I got some DMAA the other week after reading this about razor8 and polished a bit off and was twisted for about 5 hours but i think i did a bit too much but it was sunny outside  the only thing was i took it a bit too late for it to have any effect on training


----------



## XJPX

ok ended up training tonit as felt ok, cut volume bk a touch by pulling out a bk movement...feel ok now still so am plzed i trained...as always beat my log book...goes without sayin now otherwise no point stepping in the gym IMO

change to the session was started with rear delts, sumthin will carry on

rear delt machine- 67.5kg- 10, 50kgs-17

narrow pulldowns 130kg- 4,80ks-12

pullovers- 135kg-5, 105kg- 10

low row-120kgs-7, 100kgs-7

curl machine-25kgs-12, 12

rear delt cable-15 reps

hammer curl-15reps

took pics tonit to show wher im at end of this blast, 260 pounds today and v happy....i am carrying a lot of water and bloat...plan to address this is cardio bk in next week 3 times a week pre brekki....this will also allow for more food and guarentee i stay at this weight going into prep, also using adex half tab every 3 day from next week....gonna b plaing with new peptides so GH levels will b greatly elevated throughout day....adding slin bk into daily meals as a result of this... these things coupled with ensurng i beat my logbook shud infact see me cum into prep at 262/263ish which will b v happy with as once gear is bk in tht weight is only gonna go up


----------



## Steedee

Looking laaaaarge Jord.

Be good to see how you look once you drop a bit of fluids.
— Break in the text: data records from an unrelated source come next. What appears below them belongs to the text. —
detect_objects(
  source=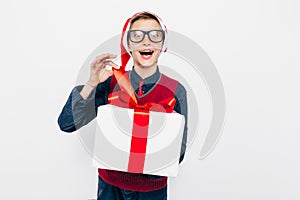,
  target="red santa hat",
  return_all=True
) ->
[121,11,168,70]
[113,11,168,102]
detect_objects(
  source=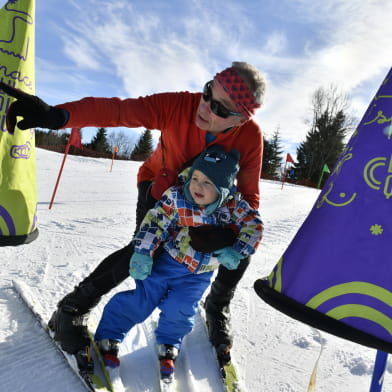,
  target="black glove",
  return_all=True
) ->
[189,225,237,253]
[0,82,68,134]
Keep up the hard work matey.

Ste


----------



## Suprakill4

Your lats are looking much better from the front Jord. I seem to remember them looking less developed at the front than at the back?? I could be wrong....... Looking good anyway.


----------



## XJPX

Always been other way round mate, front always looked much better then back lol


----------



## big_jim_87

here is another one for you then flex lewis was 93k on stage at last outing?
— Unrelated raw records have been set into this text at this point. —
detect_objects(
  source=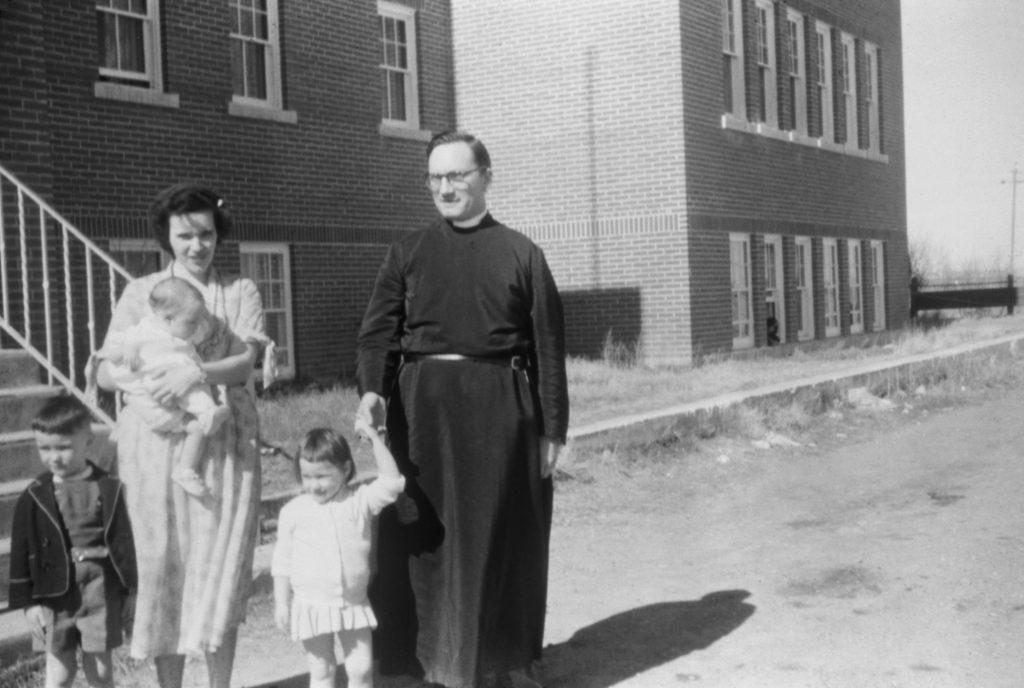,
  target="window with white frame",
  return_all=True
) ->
[754,0,778,127]
[846,240,864,335]
[722,0,746,119]
[377,1,420,129]
[96,0,163,91]
[864,42,882,153]
[106,239,164,277]
[228,0,282,110]
[814,22,836,143]
[785,9,807,134]
[871,242,886,332]
[840,34,858,147]
[821,239,840,337]
[729,234,754,349]
[796,237,814,342]
[239,242,295,379]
jordan your about 2 inches taller then flex?

how much will you weigh on stage?..... high 90's? 97-98k? that makes you give or take the same size or level of development as flex?

just because i like these crazy facts about the pro's! lol!


----------



## big_jim_87

yea deffo! jordan's physique looks better from the front (high lat insertions) but is face deffo looks better in the rear poses!

j lol x


----------



## hilly

big_jim_87 said:


> here is another one for you then flex lewis was 93k on stage at last outing?
> 
> jordan your about 2 inches taller then flex?
> 
> how much will you weigh on stage?..... high 90's? 97-98k? that makes you give or take the same size or level of development as flex?
> 
> just because i like these crazy facts about the pro's! lol!


i dont see the relevance to be honest. far to much comparing one persons weight to another in here. apart from the fact jordan isnt pro i doubt he will ever step on stage at under 200lb again im pretty sure due to the fact he doesnt really want to apart from anything else although i could be wrong


----------



## big_jim_87

You can't see the relevance? Every one is banging on about weight and Jordan predicts a stage weight that is on par with a pro and you can't see the relevance? It's generally the topic of convo so it has relevance.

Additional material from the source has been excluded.